The FTC has a new video, Back It Up: Don’t Lose Your Digital Life, that advises people to back up their digital files once a week. From the family budget to photos, the files on your computer are valuable. So back them up!

“Mobile cramming is an issue that has affected millions of American consumers, and I’m pleased that this settlement will put money back in the hands of affected T-Mobile customers. Consumers should be able to trust that their mobile phone bills reflect the charges they authorized and nothing more.
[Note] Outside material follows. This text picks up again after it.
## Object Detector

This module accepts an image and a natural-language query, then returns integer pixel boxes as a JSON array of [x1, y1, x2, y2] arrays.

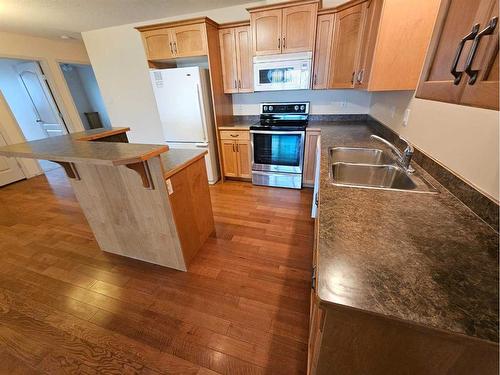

— FTC Chairwoman Edith Ramirez

App collects kids’ locations

The FTC sent a letter to BabyBus, a China-based developer of mobile apps directed to children ages one to six, warning that the company may be in violation of the Children’s Online Privacy Protection Act (COPPA). In the letter, the FTC notes that the child-directed apps marketed by the company seem to collect precise geolocation information about users. The letter notes that the company does not get parents’ consent before collecting this personal information, which is against the law.

Tricked out car ad

Trophy Nissan, an auto dealer in Dallas, agreed to settle FTC charges that it used misleading ads to promote the sale and lease of its vehicles, including an ad that claimed car buyers could get out of their current loan or lease for $1. The FTC charged that Trophy advertised enticing prices, lease and finance terms, and promotions, and then tried to disclaim its attractive offers using small text in print and video ads.

Snapchat snafu

The FTC settled charges with Snapchat, after the company misled people with promises that messages sent through the service would disappear quickly and permanently. According to the FTC, the company also deceived people over the amount of personal data it collected and the security measures taken to protect that data from being disclosed without authorization. The settlement prohibits Snapchat from misrepresenting how it maintains the privacy, security, or confidentiality of users’ information.